Another Day In Camobida is a tourist-aimed booklet which highlights organizations whose support can directly benefit the local community. I decided to spend a morning visiting such places around Siem Reap. Below is the related entry from my journal.
Been a good day so far. Met and ate breakfast with a New Zealand girl at the Butterfly Garden. (The restaurant pays local kids to collect butterflies for its garden. I arrived too early to see the kids set the day’s batch free.)
Was the first tourist to visit the newly opened visitor center at Angkor Childrens Hospital. They were still putting the finishing touches on it. The Manager was an Asian-American woman. The center’s architect is from New York City, and just designed a new building in Bryant Park. (The hospital offers free care to children from all over Cambodia. It is staffed by Cambodian doctors and nurses.)
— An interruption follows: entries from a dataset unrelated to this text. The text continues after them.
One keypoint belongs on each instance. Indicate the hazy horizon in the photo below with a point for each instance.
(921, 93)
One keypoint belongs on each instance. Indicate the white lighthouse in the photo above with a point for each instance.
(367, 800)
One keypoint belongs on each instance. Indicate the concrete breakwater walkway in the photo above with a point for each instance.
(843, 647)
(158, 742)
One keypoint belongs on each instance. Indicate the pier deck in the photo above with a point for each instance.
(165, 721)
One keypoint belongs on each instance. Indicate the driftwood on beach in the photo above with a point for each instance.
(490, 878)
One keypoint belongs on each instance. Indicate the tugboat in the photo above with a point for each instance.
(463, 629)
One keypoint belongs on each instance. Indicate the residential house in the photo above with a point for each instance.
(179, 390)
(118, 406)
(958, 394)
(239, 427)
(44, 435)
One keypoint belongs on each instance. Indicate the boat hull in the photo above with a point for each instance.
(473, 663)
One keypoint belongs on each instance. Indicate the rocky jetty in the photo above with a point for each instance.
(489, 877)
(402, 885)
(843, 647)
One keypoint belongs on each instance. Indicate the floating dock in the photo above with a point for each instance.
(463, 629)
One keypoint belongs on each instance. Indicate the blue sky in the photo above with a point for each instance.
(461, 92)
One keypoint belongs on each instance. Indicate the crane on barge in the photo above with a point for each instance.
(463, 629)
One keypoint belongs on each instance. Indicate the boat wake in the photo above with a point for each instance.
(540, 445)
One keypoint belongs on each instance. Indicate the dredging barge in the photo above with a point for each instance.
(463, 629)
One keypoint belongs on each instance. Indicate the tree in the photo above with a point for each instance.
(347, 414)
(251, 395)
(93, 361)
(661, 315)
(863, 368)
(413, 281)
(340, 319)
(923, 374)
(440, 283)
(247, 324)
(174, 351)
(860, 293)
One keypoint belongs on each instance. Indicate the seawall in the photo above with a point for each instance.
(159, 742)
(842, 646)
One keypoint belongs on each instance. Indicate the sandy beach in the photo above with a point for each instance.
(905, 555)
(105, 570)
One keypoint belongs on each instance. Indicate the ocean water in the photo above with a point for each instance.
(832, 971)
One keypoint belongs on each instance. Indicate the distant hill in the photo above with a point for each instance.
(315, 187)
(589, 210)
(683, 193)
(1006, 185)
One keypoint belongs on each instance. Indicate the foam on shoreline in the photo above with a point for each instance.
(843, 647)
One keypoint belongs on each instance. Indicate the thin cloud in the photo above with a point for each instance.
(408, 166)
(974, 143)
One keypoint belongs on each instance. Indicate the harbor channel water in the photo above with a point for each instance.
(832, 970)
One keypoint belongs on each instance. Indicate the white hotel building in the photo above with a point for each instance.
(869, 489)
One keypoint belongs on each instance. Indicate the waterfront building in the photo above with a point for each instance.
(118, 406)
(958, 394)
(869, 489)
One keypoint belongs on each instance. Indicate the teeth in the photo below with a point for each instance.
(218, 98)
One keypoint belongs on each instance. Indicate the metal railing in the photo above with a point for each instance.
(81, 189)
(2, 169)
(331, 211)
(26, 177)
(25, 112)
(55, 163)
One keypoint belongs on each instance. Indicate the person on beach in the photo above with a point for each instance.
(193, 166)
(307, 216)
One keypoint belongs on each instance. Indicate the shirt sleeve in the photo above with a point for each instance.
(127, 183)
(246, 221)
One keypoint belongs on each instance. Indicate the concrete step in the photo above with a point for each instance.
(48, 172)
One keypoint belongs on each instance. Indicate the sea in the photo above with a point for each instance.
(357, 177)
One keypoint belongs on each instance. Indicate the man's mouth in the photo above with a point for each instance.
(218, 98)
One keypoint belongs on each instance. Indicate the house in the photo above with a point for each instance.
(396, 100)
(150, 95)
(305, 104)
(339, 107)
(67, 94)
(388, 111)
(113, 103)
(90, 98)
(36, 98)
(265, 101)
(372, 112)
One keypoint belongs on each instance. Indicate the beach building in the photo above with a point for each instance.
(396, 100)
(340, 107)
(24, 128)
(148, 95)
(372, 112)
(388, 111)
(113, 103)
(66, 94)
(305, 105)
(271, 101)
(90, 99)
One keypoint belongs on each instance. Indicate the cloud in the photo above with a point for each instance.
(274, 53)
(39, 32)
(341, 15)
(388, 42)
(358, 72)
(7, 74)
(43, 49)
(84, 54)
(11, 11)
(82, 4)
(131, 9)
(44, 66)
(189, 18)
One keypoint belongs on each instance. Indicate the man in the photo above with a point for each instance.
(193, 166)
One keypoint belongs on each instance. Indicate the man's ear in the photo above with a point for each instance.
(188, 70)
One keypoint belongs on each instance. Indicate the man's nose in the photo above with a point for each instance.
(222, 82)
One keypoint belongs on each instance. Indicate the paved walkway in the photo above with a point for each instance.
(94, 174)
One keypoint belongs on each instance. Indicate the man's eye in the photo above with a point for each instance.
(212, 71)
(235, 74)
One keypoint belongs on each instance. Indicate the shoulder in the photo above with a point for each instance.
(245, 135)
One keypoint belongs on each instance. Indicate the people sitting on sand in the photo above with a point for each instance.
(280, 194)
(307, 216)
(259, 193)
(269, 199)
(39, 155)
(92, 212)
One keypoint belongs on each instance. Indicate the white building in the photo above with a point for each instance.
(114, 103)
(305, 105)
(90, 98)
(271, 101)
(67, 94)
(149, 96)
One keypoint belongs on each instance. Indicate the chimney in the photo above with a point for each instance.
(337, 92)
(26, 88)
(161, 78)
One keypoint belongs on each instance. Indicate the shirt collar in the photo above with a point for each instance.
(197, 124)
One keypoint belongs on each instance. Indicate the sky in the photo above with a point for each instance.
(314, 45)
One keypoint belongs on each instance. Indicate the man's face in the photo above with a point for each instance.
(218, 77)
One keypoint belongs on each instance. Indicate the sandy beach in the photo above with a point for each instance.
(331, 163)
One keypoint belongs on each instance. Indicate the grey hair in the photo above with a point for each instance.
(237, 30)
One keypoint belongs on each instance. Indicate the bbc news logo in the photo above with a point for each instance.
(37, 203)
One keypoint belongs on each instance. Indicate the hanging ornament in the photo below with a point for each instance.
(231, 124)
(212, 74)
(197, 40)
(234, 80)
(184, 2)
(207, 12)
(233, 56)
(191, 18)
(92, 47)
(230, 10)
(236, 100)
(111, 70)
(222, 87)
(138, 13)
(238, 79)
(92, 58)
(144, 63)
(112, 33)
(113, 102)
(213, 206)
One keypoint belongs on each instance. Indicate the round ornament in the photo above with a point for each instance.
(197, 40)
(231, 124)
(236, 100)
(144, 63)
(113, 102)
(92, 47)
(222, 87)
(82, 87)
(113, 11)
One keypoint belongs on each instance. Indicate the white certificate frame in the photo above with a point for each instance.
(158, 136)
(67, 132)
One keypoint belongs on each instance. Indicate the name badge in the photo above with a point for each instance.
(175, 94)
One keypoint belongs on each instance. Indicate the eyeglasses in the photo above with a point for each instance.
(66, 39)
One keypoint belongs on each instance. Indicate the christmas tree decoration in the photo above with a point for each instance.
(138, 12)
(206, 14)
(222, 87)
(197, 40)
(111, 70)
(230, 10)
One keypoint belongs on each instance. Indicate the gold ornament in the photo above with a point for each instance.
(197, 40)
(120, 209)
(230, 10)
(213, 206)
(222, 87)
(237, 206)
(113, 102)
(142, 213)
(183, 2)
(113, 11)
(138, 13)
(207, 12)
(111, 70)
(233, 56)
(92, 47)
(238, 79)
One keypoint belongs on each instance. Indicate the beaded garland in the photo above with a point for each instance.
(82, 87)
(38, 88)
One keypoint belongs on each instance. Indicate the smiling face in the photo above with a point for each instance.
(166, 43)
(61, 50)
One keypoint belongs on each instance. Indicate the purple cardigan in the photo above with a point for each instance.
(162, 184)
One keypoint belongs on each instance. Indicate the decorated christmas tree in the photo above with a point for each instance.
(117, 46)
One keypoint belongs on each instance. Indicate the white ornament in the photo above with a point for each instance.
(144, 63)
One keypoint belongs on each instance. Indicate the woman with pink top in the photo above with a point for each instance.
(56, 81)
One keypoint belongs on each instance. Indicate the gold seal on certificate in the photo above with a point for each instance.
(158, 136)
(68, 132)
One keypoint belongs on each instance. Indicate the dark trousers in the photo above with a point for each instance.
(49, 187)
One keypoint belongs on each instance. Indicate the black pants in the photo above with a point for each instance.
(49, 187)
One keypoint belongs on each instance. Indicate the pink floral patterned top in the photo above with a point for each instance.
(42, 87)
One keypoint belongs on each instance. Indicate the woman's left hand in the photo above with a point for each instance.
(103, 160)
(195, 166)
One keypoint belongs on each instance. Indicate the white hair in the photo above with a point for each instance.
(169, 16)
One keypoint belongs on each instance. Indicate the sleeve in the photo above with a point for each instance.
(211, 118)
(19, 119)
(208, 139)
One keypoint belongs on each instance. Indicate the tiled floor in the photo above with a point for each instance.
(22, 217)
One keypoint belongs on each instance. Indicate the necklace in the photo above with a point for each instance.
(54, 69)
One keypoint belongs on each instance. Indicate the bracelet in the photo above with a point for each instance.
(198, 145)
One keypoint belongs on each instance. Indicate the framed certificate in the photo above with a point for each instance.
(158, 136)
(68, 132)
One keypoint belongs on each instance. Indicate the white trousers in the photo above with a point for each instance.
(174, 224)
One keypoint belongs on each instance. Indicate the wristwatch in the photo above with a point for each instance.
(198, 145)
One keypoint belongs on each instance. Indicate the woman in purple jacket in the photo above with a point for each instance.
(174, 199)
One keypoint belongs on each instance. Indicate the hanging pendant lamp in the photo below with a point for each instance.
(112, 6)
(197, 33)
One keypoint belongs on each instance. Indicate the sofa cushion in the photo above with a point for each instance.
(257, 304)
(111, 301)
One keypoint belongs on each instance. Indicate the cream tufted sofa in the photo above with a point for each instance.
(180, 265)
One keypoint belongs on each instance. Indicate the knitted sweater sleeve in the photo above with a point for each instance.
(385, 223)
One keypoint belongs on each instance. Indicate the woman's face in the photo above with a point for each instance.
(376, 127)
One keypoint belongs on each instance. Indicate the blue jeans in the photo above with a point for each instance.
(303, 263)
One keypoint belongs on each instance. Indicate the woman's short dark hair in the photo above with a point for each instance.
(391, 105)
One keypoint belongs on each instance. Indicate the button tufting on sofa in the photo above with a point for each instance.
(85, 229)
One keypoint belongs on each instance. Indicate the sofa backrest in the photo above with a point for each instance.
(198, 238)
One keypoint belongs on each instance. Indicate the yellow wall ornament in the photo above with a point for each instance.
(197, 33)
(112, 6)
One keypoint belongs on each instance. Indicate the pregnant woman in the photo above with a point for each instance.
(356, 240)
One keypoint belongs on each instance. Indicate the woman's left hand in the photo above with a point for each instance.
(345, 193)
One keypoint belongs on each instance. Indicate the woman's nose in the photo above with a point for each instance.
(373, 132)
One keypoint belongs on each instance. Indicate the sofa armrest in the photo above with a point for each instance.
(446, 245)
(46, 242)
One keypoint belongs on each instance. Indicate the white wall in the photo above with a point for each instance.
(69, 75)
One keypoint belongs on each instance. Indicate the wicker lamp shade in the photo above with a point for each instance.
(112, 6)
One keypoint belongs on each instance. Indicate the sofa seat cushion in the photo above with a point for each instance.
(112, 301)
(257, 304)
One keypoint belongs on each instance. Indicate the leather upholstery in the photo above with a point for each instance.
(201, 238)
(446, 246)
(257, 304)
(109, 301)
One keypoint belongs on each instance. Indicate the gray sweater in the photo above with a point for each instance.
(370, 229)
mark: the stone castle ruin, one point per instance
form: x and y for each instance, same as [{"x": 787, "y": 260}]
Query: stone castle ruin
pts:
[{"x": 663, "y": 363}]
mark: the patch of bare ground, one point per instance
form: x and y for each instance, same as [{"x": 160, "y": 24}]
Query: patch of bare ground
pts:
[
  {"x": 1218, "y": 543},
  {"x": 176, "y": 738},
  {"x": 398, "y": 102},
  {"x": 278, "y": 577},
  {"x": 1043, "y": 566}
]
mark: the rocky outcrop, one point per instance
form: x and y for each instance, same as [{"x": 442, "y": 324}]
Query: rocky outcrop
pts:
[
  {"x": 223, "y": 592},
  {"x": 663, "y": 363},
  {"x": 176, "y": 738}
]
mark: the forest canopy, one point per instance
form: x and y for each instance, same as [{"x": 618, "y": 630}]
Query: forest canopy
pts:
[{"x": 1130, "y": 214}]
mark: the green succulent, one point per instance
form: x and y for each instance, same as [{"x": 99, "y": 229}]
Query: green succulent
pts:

I donated $30 at Handicap International. The facility looked really basic, but it’s free to Cambodians, transport, dorms, food, physical rehab, prosthesis, because those affected are often poor rural farmers. (The facility helps Cambodians affected predominantly by landmine and UXO (unexploded ordinance) explosions. Among the recent homemade prosthesis made by the injured before they could visit the center were a few examples which literally incorporated the metal shells from bombs. The examples shown in the photo were no more than a few years old.)
The Angkor Museum was opened in 2007. It was huge, empty of tourists, but well designed and worth a visit I thought. There was a good energy in the room/exhibit with 1,000 Buddha statues. You could feel it, as long as you were open to it.
And lunch of ostrich near Pub Street before an internet/writing session. I’m 99% sure my ASUS AC adapter broke again, and after paying $40 for a new one, and having it less than one week. I’m pissed off about that. I’m going to have to haul the computer around through Cambodia, Laos, and northern Thailand for another six weeks before going back to Bangkok and visiting the service center for a replacement. If that one breaks, I’m going to forget about it for the rest of the trip.
As Alice had left in the morning, it was down to Ross, Sandy and myself for dinner. Afterwards, Sandy and I headed to the night market as I searched for a scorpion to eat (no luck). Then, we went to the guest house of an Austrian she had met a few nights prior, where we encountered a favorite scene of mine. A small table in an quiet restaurant, a few well-seasoned backpackers from different countries, and a free-flowing exchange of travel tales. We talked for about three hours before calling it a night.